A China‑linked APT tracked as UAT‑7810 has been observed extending its proxy relay infrastructure by deploying a newly identified piece of malware called LONGLEASH. Researchers at Cisco Talos first noted the activity in early July 2026, with the group adding fresh nodes to its Operational Relay Box network. The expansion suggests the actors are seeking to further obscure the origin of their campaigns.
The group builds its relay chain by compromising edge devices such as routers and then installing custom tools that forward traffic through multiple hops. According to reporting by Infosecurity Magazine, UAT‑7810 has previously targeted unpatched flaws in Ruckus and ASUS equipment, although no fresh CVE identifiers have been tied to this latest wave. By chaining hijacked devices, the actors can route malicious payloads while making attribution far harder for defenders.
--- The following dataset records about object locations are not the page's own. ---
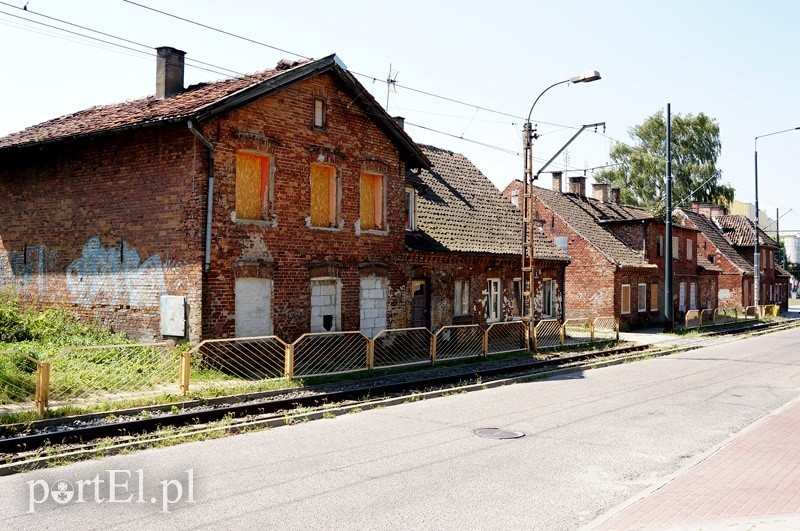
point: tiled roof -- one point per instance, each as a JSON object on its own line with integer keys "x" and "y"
{"x": 738, "y": 230}
{"x": 458, "y": 209}
{"x": 134, "y": 113}
{"x": 713, "y": 233}
{"x": 207, "y": 99}
{"x": 585, "y": 215}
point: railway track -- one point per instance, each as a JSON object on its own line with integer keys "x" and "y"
{"x": 21, "y": 445}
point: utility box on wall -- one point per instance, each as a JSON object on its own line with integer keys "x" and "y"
{"x": 173, "y": 316}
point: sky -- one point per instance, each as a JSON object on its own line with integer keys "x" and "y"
{"x": 465, "y": 73}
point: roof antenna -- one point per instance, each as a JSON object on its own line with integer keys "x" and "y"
{"x": 390, "y": 83}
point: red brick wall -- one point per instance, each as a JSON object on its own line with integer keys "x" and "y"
{"x": 441, "y": 270}
{"x": 105, "y": 226}
{"x": 351, "y": 141}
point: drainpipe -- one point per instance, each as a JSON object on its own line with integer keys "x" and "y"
{"x": 209, "y": 195}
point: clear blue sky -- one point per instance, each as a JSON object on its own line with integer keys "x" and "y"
{"x": 734, "y": 60}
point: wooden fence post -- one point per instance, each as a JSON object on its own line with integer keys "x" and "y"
{"x": 186, "y": 358}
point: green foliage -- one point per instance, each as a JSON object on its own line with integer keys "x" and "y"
{"x": 12, "y": 321}
{"x": 641, "y": 173}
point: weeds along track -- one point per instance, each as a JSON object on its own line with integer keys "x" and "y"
{"x": 46, "y": 442}
{"x": 80, "y": 431}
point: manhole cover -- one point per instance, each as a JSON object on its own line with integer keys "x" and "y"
{"x": 498, "y": 433}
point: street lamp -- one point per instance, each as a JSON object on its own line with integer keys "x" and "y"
{"x": 756, "y": 252}
{"x": 527, "y": 209}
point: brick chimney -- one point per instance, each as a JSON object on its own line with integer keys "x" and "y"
{"x": 557, "y": 182}
{"x": 169, "y": 72}
{"x": 577, "y": 185}
{"x": 600, "y": 192}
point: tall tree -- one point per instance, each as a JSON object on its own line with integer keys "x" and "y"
{"x": 641, "y": 170}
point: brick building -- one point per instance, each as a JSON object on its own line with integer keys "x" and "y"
{"x": 735, "y": 283}
{"x": 738, "y": 230}
{"x": 268, "y": 203}
{"x": 617, "y": 255}
{"x": 464, "y": 249}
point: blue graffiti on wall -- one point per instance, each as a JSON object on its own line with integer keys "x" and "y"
{"x": 115, "y": 276}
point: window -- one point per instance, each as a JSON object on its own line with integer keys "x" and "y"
{"x": 411, "y": 223}
{"x": 326, "y": 308}
{"x": 461, "y": 302}
{"x": 547, "y": 298}
{"x": 625, "y": 300}
{"x": 252, "y": 185}
{"x": 494, "y": 300}
{"x": 319, "y": 114}
{"x": 642, "y": 302}
{"x": 654, "y": 297}
{"x": 252, "y": 298}
{"x": 324, "y": 196}
{"x": 682, "y": 297}
{"x": 372, "y": 201}
{"x": 373, "y": 305}
{"x": 518, "y": 297}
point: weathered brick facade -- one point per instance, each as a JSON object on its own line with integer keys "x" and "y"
{"x": 108, "y": 221}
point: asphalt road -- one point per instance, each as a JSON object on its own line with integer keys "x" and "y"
{"x": 592, "y": 440}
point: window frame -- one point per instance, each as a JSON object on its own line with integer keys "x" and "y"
{"x": 378, "y": 202}
{"x": 625, "y": 302}
{"x": 410, "y": 208}
{"x": 265, "y": 187}
{"x": 654, "y": 291}
{"x": 319, "y": 114}
{"x": 641, "y": 303}
{"x": 334, "y": 197}
{"x": 494, "y": 300}
{"x": 548, "y": 287}
{"x": 461, "y": 303}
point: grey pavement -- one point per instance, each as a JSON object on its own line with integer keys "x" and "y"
{"x": 593, "y": 440}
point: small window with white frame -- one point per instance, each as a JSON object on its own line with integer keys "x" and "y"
{"x": 547, "y": 298}
{"x": 410, "y": 209}
{"x": 642, "y": 302}
{"x": 654, "y": 297}
{"x": 319, "y": 113}
{"x": 494, "y": 300}
{"x": 625, "y": 299}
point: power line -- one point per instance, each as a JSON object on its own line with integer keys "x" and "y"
{"x": 149, "y": 50}
{"x": 212, "y": 28}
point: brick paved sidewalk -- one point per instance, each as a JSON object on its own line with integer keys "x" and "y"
{"x": 753, "y": 482}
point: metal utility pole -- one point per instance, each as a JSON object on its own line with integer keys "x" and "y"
{"x": 669, "y": 318}
{"x": 528, "y": 234}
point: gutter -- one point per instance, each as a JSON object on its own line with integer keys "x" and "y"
{"x": 209, "y": 194}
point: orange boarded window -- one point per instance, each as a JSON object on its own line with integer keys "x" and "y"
{"x": 323, "y": 195}
{"x": 252, "y": 185}
{"x": 371, "y": 201}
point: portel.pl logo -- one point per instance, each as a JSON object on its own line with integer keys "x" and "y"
{"x": 113, "y": 486}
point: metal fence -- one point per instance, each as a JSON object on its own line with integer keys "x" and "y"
{"x": 111, "y": 373}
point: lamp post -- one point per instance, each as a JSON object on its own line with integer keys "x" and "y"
{"x": 527, "y": 209}
{"x": 756, "y": 251}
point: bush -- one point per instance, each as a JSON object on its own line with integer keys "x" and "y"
{"x": 12, "y": 321}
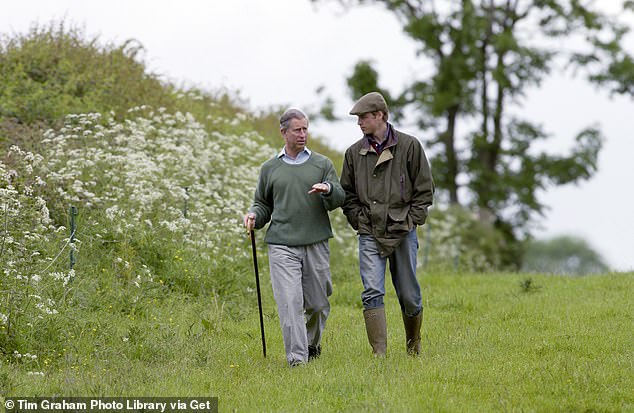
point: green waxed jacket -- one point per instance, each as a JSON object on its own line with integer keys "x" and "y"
{"x": 388, "y": 195}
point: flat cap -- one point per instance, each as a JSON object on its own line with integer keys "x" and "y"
{"x": 370, "y": 102}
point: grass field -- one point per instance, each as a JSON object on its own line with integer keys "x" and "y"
{"x": 491, "y": 342}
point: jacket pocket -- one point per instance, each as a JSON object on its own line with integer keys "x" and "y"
{"x": 399, "y": 221}
{"x": 363, "y": 220}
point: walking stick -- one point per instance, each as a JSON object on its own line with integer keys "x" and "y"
{"x": 257, "y": 283}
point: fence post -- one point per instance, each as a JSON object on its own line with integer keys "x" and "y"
{"x": 73, "y": 228}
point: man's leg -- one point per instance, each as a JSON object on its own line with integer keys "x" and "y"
{"x": 286, "y": 278}
{"x": 317, "y": 285}
{"x": 372, "y": 269}
{"x": 403, "y": 270}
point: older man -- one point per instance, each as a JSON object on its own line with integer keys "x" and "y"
{"x": 295, "y": 191}
{"x": 389, "y": 187}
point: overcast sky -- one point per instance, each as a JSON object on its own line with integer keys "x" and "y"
{"x": 278, "y": 52}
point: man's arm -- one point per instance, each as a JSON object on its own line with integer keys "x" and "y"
{"x": 351, "y": 204}
{"x": 262, "y": 205}
{"x": 422, "y": 185}
{"x": 335, "y": 197}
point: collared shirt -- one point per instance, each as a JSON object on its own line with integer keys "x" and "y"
{"x": 378, "y": 147}
{"x": 299, "y": 159}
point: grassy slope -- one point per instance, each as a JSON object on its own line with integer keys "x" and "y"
{"x": 489, "y": 344}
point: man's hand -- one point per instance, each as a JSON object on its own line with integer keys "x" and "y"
{"x": 320, "y": 188}
{"x": 249, "y": 221}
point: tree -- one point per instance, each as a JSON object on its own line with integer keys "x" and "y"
{"x": 484, "y": 56}
{"x": 563, "y": 255}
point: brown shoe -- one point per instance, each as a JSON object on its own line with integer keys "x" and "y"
{"x": 412, "y": 332}
{"x": 376, "y": 327}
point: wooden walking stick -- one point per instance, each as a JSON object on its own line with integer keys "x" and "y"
{"x": 257, "y": 283}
The new LONGLEASH payload functions as a modular backdoor that can execute arbitrary commands, harvest credentials and open covert channels for data exfiltration. Alongside it, analysts have identified two related tools dubbed DOGLEASH and JARLEASH, each offering slightly different persistence mechanisms and communication protocols. Together these binaries give UAT‑7810 a flexible framework for maintaining long‑term access to compromised nodes.
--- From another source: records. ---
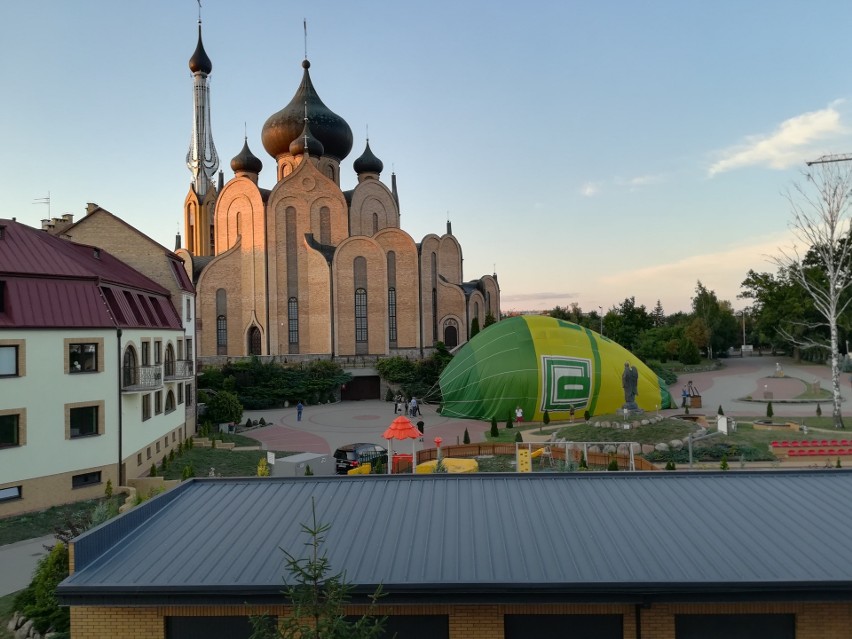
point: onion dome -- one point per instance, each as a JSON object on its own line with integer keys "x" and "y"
{"x": 368, "y": 163}
{"x": 307, "y": 143}
{"x": 285, "y": 126}
{"x": 199, "y": 62}
{"x": 245, "y": 161}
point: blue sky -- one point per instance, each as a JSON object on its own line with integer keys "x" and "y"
{"x": 586, "y": 151}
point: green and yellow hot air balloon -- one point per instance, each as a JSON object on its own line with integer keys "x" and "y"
{"x": 541, "y": 363}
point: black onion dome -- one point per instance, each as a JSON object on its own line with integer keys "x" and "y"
{"x": 307, "y": 142}
{"x": 285, "y": 126}
{"x": 368, "y": 163}
{"x": 246, "y": 161}
{"x": 199, "y": 60}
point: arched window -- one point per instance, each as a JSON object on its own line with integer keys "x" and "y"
{"x": 221, "y": 331}
{"x": 451, "y": 333}
{"x": 254, "y": 341}
{"x": 392, "y": 314}
{"x": 170, "y": 401}
{"x": 434, "y": 315}
{"x": 169, "y": 363}
{"x": 129, "y": 368}
{"x": 360, "y": 315}
{"x": 293, "y": 320}
{"x": 325, "y": 225}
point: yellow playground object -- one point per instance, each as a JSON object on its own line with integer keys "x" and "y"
{"x": 452, "y": 465}
{"x": 363, "y": 469}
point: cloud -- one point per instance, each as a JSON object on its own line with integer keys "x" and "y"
{"x": 590, "y": 189}
{"x": 790, "y": 144}
{"x": 646, "y": 180}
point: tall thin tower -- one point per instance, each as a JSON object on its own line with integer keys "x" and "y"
{"x": 201, "y": 159}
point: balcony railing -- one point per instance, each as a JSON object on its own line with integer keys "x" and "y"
{"x": 141, "y": 378}
{"x": 179, "y": 369}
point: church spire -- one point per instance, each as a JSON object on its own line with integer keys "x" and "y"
{"x": 201, "y": 159}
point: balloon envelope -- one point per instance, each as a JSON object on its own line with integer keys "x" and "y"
{"x": 541, "y": 363}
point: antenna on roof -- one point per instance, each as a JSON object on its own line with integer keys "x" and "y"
{"x": 44, "y": 200}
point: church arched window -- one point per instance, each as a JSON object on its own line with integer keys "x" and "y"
{"x": 451, "y": 333}
{"x": 254, "y": 343}
{"x": 293, "y": 320}
{"x": 360, "y": 315}
{"x": 325, "y": 225}
{"x": 392, "y": 314}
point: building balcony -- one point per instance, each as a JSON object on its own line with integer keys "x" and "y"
{"x": 142, "y": 379}
{"x": 179, "y": 369}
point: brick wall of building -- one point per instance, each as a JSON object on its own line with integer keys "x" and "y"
{"x": 481, "y": 621}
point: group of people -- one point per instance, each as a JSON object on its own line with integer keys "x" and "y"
{"x": 412, "y": 406}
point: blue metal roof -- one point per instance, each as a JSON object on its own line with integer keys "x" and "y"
{"x": 602, "y": 535}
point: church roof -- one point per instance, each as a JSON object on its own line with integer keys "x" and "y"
{"x": 200, "y": 62}
{"x": 368, "y": 162}
{"x": 287, "y": 124}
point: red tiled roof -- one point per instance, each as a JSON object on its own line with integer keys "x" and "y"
{"x": 50, "y": 282}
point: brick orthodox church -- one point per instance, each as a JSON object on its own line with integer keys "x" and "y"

Telemetry collected between 08 July 2026 09:56 UTC and 14:51 UTC shows a steady increase in the number of ORB nodes linked to the group, indicating an active expansion phase. Although the campaign does not appear to rely on any newly disclosed vulnerabilities, it continues to leverage known weaknesses in router firmware that remain unpatched in many networks. This pattern highlights how the actors prefer to recycle reliable entry points rather than chase zero day exploits.
The use of an Operational Relay Box network allows UAT‑7810 to mask the true source of its operations, complicating incident response and threat intelligence efforts. By bouncing traffic through compromised routers situated in diverse geographic locations, the group can evade simple IP‑based blocking and make attribution to a specific state sponsor more uncertain. Such tactics are increasingly favoured by actors seeking to operate under the guise of legitimate traffic.
Network administrators should prioritise firmware updates for Ruckus and ASUS devices, applying the latest security patches that address the flaws previously abused by the group. Monitoring for unusual outbound connections from internal routers to unknown external endpoints can help detect relay traffic, while disabling unused services reduces the attack surface. Enforcing strict segmentation between management interfaces and user networks limits the ability of malware to pivot laterally.
Security teams ought to hunt for indicators such as specific file hashes associated with LONGLEASH, DOGLEASH and JARLEASH, which have been shared in the Talos advisory, and update intrusion detection signatures accordingly. Sharing observed IOCs with trusted peers and participating in industry information‑exchange platforms improves collective defence against evolving proxy networks. Staying alert to changes in router behaviour and maintaining offline backups of configuration files further strengthens resilience.